Certains rapatriés ont confirmé que les interrogatoires ont duré plusieurs heures consécutives, allant de deux à cinq heures ou davantage, sans qu’ils soient autorisés à se reposer suffisamment ni à savoir quand l’interrogatoire prendrait fin. À ce stade, le temps devient pesant, et les minutes se transforment en fardeau psychologique, surtout en l’absence d’informations et face à l’incertitude du sort.
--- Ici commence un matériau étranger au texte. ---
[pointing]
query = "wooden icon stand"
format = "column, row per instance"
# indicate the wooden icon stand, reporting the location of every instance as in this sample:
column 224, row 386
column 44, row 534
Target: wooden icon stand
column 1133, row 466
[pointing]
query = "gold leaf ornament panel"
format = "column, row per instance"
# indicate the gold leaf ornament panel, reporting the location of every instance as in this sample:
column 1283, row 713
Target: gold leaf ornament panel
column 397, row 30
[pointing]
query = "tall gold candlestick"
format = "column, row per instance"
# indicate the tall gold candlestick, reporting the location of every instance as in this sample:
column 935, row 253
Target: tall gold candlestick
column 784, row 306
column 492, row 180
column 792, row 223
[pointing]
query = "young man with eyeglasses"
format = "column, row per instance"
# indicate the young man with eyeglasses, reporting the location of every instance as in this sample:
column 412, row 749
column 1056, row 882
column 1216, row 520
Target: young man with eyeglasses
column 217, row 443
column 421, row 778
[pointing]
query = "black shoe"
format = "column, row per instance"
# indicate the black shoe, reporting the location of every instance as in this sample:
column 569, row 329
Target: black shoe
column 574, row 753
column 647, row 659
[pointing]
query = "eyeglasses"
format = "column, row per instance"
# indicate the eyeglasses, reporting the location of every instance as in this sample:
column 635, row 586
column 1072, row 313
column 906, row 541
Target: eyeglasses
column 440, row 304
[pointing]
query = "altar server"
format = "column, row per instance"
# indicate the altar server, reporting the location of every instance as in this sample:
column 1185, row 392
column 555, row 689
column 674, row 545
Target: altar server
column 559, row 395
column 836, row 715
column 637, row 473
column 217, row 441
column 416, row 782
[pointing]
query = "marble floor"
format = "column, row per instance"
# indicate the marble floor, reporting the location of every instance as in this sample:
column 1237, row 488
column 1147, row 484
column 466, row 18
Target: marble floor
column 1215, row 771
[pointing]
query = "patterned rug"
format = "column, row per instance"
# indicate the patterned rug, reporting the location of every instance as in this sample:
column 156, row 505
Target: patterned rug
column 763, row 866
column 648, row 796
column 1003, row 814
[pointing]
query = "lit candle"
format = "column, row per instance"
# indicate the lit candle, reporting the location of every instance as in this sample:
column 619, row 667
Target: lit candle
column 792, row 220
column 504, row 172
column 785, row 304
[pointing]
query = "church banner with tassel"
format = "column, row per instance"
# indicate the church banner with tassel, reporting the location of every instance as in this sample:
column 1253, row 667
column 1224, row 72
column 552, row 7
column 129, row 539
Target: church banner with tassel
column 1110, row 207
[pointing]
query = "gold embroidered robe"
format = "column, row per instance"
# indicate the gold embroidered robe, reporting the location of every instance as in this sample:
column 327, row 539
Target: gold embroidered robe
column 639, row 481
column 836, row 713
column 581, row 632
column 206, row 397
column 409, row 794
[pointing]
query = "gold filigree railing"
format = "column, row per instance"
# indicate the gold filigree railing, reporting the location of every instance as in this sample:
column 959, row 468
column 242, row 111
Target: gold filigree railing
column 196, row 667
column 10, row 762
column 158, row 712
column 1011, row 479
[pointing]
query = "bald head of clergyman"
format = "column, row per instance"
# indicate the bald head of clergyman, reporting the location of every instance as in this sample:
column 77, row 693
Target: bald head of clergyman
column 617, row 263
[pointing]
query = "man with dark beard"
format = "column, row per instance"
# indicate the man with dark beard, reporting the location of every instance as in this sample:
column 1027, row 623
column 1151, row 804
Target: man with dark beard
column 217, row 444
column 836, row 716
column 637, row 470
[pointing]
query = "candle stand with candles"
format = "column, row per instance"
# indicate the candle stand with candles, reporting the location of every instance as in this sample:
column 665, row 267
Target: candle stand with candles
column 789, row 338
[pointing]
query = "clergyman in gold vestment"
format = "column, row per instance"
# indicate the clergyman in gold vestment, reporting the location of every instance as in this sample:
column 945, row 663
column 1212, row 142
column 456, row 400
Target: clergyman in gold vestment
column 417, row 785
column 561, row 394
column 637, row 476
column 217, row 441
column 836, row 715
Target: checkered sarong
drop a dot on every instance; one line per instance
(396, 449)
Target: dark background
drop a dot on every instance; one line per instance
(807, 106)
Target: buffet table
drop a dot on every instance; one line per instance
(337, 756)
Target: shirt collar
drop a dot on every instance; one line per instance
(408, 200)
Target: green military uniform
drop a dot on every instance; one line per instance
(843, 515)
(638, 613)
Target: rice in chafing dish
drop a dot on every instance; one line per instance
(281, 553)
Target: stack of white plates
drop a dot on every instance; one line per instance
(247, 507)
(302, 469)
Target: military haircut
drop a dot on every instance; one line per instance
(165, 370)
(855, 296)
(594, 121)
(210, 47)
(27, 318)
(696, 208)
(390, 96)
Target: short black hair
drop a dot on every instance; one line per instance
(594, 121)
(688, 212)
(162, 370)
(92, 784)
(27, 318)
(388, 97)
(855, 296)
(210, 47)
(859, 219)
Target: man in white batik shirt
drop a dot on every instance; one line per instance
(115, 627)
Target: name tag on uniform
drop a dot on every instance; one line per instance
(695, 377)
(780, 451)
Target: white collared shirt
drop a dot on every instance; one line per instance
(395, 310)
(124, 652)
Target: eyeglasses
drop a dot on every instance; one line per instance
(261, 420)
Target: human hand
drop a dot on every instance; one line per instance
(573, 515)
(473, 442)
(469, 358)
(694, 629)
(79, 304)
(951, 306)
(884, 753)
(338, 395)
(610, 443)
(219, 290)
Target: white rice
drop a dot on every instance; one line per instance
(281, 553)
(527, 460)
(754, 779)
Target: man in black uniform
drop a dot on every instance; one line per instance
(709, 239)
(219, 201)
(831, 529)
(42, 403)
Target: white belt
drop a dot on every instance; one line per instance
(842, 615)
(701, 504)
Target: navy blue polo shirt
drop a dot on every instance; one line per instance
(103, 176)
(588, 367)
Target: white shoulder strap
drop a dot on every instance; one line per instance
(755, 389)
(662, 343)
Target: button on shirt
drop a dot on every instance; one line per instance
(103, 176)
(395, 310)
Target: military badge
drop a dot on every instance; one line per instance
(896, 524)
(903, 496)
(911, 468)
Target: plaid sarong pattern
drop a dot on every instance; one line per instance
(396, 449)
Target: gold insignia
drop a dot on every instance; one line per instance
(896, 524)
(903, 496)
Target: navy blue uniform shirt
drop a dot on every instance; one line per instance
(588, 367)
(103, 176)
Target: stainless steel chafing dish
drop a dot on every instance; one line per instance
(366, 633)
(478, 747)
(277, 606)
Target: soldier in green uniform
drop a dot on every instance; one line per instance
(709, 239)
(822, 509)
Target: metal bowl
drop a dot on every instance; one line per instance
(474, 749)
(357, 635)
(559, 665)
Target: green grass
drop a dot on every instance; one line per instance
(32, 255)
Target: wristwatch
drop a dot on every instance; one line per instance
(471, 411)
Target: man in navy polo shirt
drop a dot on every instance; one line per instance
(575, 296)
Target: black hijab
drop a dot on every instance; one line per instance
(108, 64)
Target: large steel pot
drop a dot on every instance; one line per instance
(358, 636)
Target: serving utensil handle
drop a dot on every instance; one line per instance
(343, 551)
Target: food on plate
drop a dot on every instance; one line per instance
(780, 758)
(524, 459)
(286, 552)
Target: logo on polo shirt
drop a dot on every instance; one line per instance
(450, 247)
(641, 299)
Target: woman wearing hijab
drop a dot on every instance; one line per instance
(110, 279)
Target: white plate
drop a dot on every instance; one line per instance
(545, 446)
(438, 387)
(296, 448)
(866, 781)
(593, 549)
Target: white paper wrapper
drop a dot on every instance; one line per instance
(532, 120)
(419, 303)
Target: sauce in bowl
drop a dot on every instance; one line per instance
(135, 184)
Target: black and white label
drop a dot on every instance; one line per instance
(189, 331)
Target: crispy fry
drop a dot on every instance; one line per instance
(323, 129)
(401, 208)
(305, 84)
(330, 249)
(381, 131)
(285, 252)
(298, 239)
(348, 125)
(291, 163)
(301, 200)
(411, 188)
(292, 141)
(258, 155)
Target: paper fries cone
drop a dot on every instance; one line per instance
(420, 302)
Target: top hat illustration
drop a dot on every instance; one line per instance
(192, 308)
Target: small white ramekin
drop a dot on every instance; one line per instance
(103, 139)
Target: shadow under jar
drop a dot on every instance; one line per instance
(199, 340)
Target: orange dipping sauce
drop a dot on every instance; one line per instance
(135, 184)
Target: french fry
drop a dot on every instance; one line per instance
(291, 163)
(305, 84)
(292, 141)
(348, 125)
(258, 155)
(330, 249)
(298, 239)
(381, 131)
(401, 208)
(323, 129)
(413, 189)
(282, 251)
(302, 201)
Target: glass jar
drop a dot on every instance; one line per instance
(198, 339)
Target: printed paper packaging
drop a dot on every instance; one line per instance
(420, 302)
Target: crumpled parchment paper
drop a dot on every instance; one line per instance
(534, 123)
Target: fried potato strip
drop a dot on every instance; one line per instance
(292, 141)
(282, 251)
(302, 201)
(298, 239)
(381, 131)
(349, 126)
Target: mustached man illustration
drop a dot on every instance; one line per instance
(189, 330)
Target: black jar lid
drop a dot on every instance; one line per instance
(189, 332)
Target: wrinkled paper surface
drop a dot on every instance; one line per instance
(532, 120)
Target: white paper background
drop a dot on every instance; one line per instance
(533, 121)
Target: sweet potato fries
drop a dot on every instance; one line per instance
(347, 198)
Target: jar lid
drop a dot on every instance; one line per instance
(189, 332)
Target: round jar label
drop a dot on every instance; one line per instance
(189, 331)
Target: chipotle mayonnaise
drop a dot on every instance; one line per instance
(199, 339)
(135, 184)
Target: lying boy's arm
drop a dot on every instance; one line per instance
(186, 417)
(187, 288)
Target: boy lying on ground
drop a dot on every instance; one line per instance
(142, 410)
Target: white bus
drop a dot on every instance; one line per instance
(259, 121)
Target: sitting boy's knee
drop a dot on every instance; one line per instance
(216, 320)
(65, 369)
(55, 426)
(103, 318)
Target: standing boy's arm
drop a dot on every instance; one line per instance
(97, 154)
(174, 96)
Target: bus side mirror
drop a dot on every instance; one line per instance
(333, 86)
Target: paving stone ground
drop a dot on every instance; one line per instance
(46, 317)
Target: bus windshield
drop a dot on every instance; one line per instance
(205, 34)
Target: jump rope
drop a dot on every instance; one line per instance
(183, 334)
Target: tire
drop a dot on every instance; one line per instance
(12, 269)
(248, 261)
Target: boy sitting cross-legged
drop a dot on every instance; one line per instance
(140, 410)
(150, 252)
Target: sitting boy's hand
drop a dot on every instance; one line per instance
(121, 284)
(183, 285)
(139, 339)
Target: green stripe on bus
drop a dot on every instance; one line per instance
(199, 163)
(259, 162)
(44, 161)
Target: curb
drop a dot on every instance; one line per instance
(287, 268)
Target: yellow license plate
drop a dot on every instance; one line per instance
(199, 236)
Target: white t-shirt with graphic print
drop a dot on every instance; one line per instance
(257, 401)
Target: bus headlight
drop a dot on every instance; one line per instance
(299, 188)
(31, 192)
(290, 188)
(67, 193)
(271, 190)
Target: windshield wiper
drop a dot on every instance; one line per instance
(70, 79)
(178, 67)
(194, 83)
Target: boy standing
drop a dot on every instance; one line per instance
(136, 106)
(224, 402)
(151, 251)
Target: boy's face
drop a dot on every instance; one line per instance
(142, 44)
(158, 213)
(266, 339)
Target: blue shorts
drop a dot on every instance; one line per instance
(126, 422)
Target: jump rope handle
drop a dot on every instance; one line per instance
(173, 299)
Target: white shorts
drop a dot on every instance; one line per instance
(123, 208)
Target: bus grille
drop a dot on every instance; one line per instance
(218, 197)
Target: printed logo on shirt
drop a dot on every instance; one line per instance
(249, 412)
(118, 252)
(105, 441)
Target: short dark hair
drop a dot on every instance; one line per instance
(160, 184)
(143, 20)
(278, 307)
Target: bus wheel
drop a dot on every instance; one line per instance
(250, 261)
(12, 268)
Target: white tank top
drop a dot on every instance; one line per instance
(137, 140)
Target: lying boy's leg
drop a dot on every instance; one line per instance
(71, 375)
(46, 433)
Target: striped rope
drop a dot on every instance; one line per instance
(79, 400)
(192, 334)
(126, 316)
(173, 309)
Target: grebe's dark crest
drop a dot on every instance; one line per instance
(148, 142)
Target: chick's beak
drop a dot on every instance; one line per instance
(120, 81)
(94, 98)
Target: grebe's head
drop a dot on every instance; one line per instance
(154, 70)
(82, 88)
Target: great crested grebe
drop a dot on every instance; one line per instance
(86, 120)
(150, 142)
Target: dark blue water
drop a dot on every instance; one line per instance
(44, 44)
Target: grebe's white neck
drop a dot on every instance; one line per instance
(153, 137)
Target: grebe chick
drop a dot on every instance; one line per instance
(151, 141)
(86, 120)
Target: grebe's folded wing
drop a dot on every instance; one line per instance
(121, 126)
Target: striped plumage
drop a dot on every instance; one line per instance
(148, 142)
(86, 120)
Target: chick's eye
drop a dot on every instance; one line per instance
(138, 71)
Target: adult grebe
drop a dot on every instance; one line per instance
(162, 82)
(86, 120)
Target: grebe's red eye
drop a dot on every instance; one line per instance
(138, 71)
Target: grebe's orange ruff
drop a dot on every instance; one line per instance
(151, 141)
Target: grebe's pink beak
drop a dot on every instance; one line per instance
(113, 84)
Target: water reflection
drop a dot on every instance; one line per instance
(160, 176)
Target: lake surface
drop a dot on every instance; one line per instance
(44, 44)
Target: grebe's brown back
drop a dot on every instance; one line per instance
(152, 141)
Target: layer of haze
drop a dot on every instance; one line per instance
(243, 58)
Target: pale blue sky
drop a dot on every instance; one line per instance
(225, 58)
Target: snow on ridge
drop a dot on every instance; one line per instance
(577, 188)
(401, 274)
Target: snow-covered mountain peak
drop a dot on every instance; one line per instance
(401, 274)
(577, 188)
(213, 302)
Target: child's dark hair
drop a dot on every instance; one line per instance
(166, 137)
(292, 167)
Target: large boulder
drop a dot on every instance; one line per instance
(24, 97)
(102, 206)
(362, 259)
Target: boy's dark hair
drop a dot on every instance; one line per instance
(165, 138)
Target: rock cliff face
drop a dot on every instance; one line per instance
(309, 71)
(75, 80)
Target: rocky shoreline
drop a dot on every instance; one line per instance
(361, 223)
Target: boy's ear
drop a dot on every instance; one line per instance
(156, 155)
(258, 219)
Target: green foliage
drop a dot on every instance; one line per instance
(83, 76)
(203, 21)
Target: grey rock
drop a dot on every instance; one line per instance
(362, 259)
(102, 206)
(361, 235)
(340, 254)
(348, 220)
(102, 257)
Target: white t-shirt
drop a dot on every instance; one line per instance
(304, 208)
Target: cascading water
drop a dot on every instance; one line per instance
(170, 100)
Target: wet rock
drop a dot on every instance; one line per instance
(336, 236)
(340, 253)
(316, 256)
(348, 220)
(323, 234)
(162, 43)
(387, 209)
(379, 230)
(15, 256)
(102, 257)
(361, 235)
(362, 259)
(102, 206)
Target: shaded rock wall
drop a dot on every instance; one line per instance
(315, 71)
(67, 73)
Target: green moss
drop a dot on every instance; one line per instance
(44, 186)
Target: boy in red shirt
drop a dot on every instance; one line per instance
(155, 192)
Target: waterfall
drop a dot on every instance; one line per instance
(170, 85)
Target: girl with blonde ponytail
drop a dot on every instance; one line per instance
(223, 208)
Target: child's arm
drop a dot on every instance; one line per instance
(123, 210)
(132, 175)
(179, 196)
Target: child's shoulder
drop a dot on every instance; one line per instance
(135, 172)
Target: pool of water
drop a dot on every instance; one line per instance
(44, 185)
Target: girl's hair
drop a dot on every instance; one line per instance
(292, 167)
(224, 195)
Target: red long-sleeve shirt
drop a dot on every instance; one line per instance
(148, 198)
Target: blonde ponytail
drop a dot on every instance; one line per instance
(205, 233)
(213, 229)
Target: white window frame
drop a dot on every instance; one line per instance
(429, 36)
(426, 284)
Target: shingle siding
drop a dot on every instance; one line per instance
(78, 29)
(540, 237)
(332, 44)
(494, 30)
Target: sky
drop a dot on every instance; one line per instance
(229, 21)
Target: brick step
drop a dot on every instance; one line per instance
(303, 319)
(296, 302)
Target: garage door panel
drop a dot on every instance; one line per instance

L’attente après l’interrogatoire : suspendre le retour dans le vide
Même après la fin de l’interrogatoire, l’entrée à Gaza n’était pas immédiate. Beaucoup ont été renvoyés vers des zones d’attente temporaires, où ils sont restés pendant des heures supplémentaires en attendant la décision finale. Certains ont été autorisés à entrer tard dans la nuit, après un voyage commencé dès le matin, tandis que d’autres sont restés bloqués plus longtemps sans explication claire. Cette longue attente a transformé le retour à Gaza en un périple qui s’étend sur une journée entière, voire plus, rempli d’épuisement physique et de pression psychologique, en particulier pour les malades, les personnes âgées et les enfants.

Un retour sans accueil
Enfin, ce qu’ont vécu les rapatriés à travers le poste-frontière de Rafah n’était pas un simple passage frontalier, mais une expérience complexe faite de fouilles, d’interrogatoires, de contraintes, d’attente et de confiscations. Au lieu d’être un moment d’étreinte avec la patrie, le retour s’est transformé en un parcours dur mettant à l’épreuve la patience, la dignité et la capacité de résistance. Ainsi, les groupes rentrés à Gaza ne sont pas passés par une porte ouverte sur la vie, mais par un long couloir de restrictions, de questions de zones temporaires, une image qui résume l’ampleur de la souffrance que subit le Palestinien jusque dans son droit le plus simple : retourner sur sa terre sans humiliation.